Comparer les régions : tableau de survie
| Région | Plat signature | Niveau de piment (1-5) | Difficulté à trouver |
|---|---|---|---|
| Nord (Lanna) | Sai ua, khao soi, nam prik ong | 3 | Facile à Chiang Mai, moyenne ailleurs |
| Isan (Nord-Est) | Larb, som tam pla ra, grilled chicken | 4-5 | Facile localement, rare en zone touristique |
| Centre | Currys sucrés, pad thaï d'origine | 2 | Partout, souvent adapté |
| Sud | Gaeng tai pla, sataw, currys jaunes | 5 | Difficile hors du Sud |
Ce tableau n'est pas une science exacte. Le niveau de piment dépend du cuisinier, du jour, et de la quantité de piments qu'il a sous la main. Mais dans mon expérience, il donne une idée correcte de ce qui vous attend.
Les erreurs que j'ai faites (et comment les éviter)
Je vais être franc : j'ai gâché plusieurs repas par excès de confiance.

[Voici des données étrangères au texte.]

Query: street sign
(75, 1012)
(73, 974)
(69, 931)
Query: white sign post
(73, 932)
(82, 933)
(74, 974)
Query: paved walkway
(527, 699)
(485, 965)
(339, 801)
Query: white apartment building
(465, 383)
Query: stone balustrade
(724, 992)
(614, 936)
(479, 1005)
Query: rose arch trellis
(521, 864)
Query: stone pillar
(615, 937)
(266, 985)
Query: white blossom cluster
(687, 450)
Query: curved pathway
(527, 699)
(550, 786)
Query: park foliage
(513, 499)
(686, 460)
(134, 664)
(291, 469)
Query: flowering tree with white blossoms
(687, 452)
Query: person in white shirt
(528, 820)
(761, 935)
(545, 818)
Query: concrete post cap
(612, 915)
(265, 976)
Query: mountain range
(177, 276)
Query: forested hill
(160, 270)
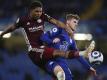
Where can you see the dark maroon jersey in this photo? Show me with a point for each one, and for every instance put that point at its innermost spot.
(32, 29)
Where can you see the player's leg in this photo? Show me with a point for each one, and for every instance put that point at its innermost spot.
(55, 69)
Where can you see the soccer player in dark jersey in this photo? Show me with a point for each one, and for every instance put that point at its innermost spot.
(33, 27)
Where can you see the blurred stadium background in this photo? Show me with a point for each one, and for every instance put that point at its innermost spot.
(14, 62)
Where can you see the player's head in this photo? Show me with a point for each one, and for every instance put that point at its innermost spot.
(35, 10)
(72, 21)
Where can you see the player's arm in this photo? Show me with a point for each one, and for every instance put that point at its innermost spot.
(83, 61)
(12, 27)
(45, 38)
(8, 29)
(59, 24)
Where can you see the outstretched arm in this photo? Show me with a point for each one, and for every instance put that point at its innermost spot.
(59, 24)
(8, 29)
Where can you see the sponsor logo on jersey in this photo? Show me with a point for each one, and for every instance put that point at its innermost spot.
(33, 29)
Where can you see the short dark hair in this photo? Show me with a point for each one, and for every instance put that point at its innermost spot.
(70, 16)
(35, 4)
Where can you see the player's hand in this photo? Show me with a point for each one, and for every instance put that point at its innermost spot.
(56, 40)
(93, 71)
(90, 48)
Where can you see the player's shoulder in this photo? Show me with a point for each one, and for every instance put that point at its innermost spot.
(23, 18)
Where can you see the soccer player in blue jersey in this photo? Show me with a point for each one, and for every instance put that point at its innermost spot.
(58, 38)
(33, 26)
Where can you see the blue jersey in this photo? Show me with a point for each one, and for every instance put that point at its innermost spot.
(65, 43)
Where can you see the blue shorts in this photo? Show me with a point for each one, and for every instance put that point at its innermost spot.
(50, 65)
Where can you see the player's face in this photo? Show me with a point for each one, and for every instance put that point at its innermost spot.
(72, 23)
(36, 13)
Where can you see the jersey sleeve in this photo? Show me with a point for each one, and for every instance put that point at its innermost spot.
(84, 62)
(73, 45)
(45, 37)
(19, 22)
(47, 17)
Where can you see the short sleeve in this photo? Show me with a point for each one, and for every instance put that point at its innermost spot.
(47, 17)
(19, 23)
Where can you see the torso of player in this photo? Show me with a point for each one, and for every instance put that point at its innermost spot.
(33, 30)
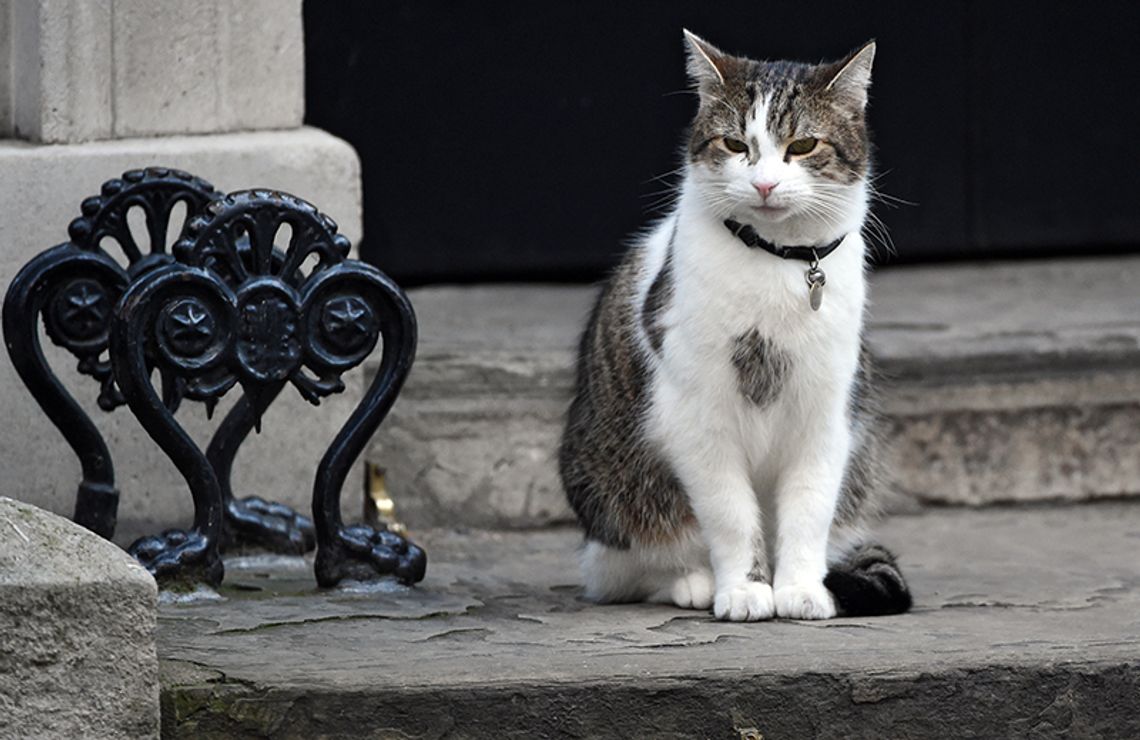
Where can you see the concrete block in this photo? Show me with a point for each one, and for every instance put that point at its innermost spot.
(1003, 383)
(78, 618)
(6, 103)
(84, 70)
(201, 67)
(62, 70)
(41, 192)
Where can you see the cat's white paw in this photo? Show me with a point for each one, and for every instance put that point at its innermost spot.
(750, 601)
(692, 591)
(805, 601)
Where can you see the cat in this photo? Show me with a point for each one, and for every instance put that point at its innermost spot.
(724, 414)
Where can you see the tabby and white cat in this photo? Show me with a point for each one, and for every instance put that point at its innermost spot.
(723, 417)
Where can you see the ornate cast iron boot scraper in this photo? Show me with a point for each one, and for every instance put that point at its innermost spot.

Erreur 1 : manger au même endroit que la veille
Quand on trouve un bon spot, on y retourne. Grosse erreur. Les cuisiniers de rue changent souvent de stand selon les jours, les marchés tournent, et les meilleures choses se trouvent le matin chez un et le soir chez un autre. J'ai perdu une semaine à Chiang Mai à manger au même endroit par confort. Je le regrette.
Erreur 2 : commander du « not spicy »
Le fameux « mai phet » (pas piquant). Sur le papier, ça marche. Dans les faits, pour beaucoup de plats régionaux, retirer le piment revient à retirer le plat. Un gaeng tai pla sans piment, c'est juste une sauce fermentée insipide. Demandez plutôt « phet nit noi » (un peu piquant) — c'est plus juste culturellement et plus mangeable.
Erreur 3 : ignorer les marchés parce qu'ils sont « trop tôt »
Se lever à 5 h 30 pour un marché, franchement, ça ne fait pas rêver. Mais c'est là que la cuisine locale vit réellement. Les stands du soir à Bangkok vendent presque la même chose que ceux du soir à Krabi. Le matin, non.
Faut-il parler thaï pour goûter ces plats ?
Non, mais ça aide énormément. La barrière n'est pas linguistique au sens strict — c'est une barrière de référence. Les stands sans menu ne vous vendront pas quelque chose que vous ne pouvez pas nommer. Apprendre 10 mots change tout : sai ua, nam prik, khao soi, larb, gaeng, pla, phet, mai phet, a roi (délicieux), khop khun (merci).
Un ami thaï m'a dit un jour : « si tu dis le nom du plat avec l'accent, on te sert la vraie version. Si tu dis "the same as pad thai", on te sert la version touristique ». Je n'ai pas vérifié scientifiquement. Mais j'y crois.
Ce qui reste après avoir mangé
La meilleure chose que la Thaïlande m'a apprise en cuisine, ce n'est pas une recette. C'est que le hors-piste alimentaire demande un effort actif : se lever tôt, pointer du doigt, accepter de ne pas aimer, recommencer. Les spécialités régionales ne s'offrent pas à ceux qui restent dans le périmètre des hôtels.
La prochaine fois que vous serez en Thaïlande, essayez ça : au lieu de chercher « où manger thaï », cherchez « où mangent les gens du quartier ». La réponse n'est pas toujours glamour. Elle est souvent à 40 bahts, sur un tabouret en plastique, sous un ventilateur qui ne tourne pas assez vite. Et c'est exactement là que se trouve la vraie cuisine de ce pays.
Vous n'aimerez peut-être pas tout. Moi, je n'ai toujours pas réussi à apprécier le sataw. Mais au moins, je sais pourquoi.